INFO E1 - Loi SRU : les amendes aux communes pourraient quadrupler

  • A
  • A
Partagez sur :

INFO E1 - La commission nationale SRU demande à l'État de frapper fort, en augmentant très fortement le montant des amendes aux communes récalcitrantes. Europe 1 s'est procuré la liste de ces mauvais élèves.

INFO EUROPE 1

Qui sont les mauvais élèves en matière de construction de HLM ? Le ministre de la Cohésion des territoires, Jacques Mézard, vient de recevoir sur son bureau le nom des villes en retard sur les objectifs de la loi SRU (Solidarité et renouvellement urbain), qui oblige depuis 2000 les communes de plus de 3.500 habitants à compter entre 20 et 25% de logements sociaux. Europe 1 a pu se procurer cette liste en exclusivité. 

233 villes vont se faire taper sur les doigts. Au total, 1.152 communes au total sont hors la loi. Parmi elles, on compte des grandes villes, comme Nice, Toulon ou encore Aix-en-Provence. Pour elles, la commission nationale SRU laisse le soin au ministre de décider de leur sort. En parallèle, elle dresse une liste de 233 villes, pour lesquelles la sanction doit être sans appel. En effet, elles avaient trois ans pour rattraper leur retard en matière de construction de logement sociaux, et elles n'ont rien fait. C'est le cas de Poussan dans l'Hérault, Carry-le-Rouet dans les Bouches-du-Rhône, Chambourcy en région parisienne, ou encore Saint-Didier-au-Mont-d'or près de Lyon.

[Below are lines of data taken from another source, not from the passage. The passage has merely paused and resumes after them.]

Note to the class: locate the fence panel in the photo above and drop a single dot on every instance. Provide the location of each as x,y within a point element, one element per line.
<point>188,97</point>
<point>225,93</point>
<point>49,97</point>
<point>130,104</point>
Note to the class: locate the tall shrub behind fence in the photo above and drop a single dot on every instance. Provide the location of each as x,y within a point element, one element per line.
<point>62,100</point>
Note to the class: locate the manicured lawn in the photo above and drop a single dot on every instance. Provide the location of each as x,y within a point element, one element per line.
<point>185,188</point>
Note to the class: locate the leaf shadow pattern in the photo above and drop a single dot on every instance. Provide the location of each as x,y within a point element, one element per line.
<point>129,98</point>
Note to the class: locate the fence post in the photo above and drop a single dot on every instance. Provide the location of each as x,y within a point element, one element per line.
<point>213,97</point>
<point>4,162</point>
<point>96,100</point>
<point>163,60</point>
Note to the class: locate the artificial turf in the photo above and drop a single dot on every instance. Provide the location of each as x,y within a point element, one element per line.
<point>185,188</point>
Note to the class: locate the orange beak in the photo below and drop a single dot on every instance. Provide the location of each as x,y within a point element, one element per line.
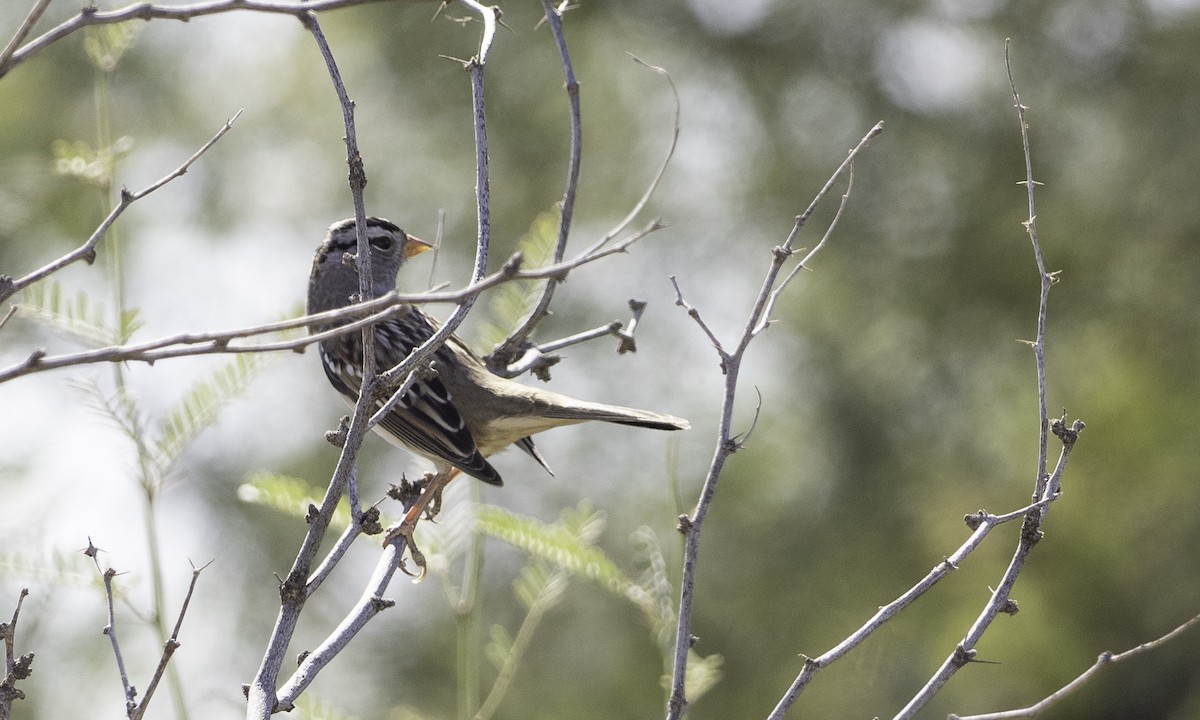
<point>415,246</point>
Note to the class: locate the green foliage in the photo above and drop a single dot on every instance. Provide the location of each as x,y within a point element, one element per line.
<point>199,407</point>
<point>54,568</point>
<point>565,544</point>
<point>513,301</point>
<point>106,45</point>
<point>93,166</point>
<point>310,708</point>
<point>567,549</point>
<point>289,496</point>
<point>78,316</point>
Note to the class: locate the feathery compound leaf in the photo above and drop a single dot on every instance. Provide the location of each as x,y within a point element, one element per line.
<point>54,568</point>
<point>199,408</point>
<point>289,496</point>
<point>77,316</point>
<point>119,407</point>
<point>499,647</point>
<point>309,708</point>
<point>513,301</point>
<point>557,544</point>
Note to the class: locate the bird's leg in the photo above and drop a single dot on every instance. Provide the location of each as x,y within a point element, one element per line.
<point>433,485</point>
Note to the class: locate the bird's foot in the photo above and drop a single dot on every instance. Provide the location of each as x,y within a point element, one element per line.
<point>403,529</point>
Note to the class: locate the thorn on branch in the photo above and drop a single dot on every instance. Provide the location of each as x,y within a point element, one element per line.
<point>337,437</point>
<point>513,265</point>
<point>963,655</point>
<point>684,525</point>
<point>975,520</point>
<point>1067,435</point>
<point>381,604</point>
<point>370,522</point>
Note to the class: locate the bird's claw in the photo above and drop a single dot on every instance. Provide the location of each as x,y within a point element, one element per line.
<point>405,531</point>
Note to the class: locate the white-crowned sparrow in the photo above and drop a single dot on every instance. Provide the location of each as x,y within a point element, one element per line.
<point>460,414</point>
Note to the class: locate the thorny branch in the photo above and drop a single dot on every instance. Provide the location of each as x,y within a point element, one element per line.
<point>517,342</point>
<point>88,250</point>
<point>15,669</point>
<point>516,354</point>
<point>981,522</point>
<point>261,695</point>
<point>149,11</point>
<point>1045,487</point>
<point>135,709</point>
<point>369,312</point>
<point>299,586</point>
<point>730,361</point>
<point>1103,661</point>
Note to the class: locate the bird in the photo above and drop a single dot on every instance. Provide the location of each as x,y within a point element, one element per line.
<point>459,414</point>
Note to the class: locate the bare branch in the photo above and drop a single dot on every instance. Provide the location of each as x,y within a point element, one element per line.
<point>804,264</point>
<point>982,523</point>
<point>373,311</point>
<point>88,250</point>
<point>148,11</point>
<point>129,690</point>
<point>1045,486</point>
<point>1103,661</point>
<point>27,27</point>
<point>15,669</point>
<point>169,647</point>
<point>731,363</point>
<point>262,697</point>
<point>505,353</point>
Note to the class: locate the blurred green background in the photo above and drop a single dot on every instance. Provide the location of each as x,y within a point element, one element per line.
<point>895,396</point>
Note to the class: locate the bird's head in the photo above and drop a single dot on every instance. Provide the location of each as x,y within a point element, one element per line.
<point>335,277</point>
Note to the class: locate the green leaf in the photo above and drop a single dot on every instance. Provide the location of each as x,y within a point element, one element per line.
<point>289,496</point>
<point>106,45</point>
<point>199,407</point>
<point>557,544</point>
<point>702,675</point>
<point>310,708</point>
<point>78,315</point>
<point>513,301</point>
<point>119,407</point>
<point>93,166</point>
<point>499,647</point>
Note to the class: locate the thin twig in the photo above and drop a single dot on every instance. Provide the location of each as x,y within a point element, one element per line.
<point>88,250</point>
<point>663,168</point>
<point>371,603</point>
<point>148,11</point>
<point>726,444</point>
<point>379,309</point>
<point>169,647</point>
<point>1045,485</point>
<point>129,690</point>
<point>804,264</point>
<point>15,669</point>
<point>35,13</point>
<point>262,696</point>
<point>397,378</point>
<point>505,353</point>
<point>1103,661</point>
<point>982,523</point>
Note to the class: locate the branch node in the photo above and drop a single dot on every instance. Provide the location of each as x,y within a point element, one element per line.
<point>684,525</point>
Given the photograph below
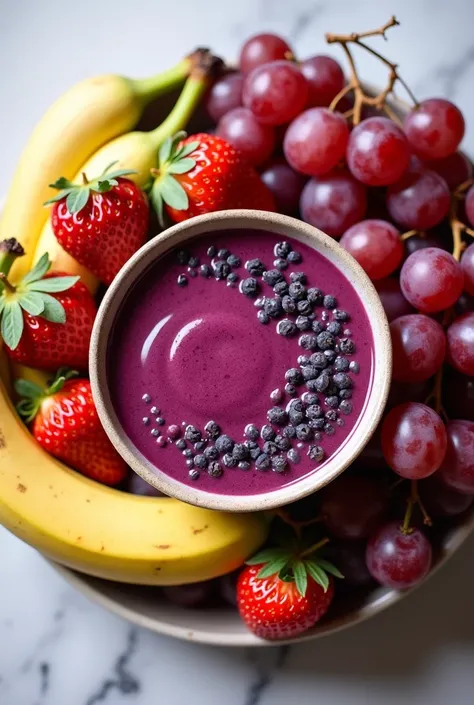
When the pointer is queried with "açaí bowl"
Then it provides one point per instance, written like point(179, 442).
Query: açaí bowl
point(200, 353)
point(222, 626)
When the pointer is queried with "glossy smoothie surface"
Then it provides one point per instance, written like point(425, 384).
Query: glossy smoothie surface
point(200, 354)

Les plus modestes mis au ban. À Saint-Maur-des-Fossés, dans le Val-de-Marne, on ne compte que 7% de logements sociaux, très loin donc des objectifs fixés par la loi SRU. Chaque année, la commune doit donc faire un chèque de plus de 4 millions d'euros à l'État. Dans les quartiers aisés, les habitants assument de payer plus d'impôts pour ne pas voir de HLM dans leur ville, tandis que dans les quartiers plus défavorisés, les Saint-Mauriens serrent les dents. Beaucoup de familles pourraient en effet prétendre à un logement social, du fait de leurs revenus modestes. Le maire de la ville, Sylvain Berrios, assure que Saint-Maur-des-Fossés n'a pas la place.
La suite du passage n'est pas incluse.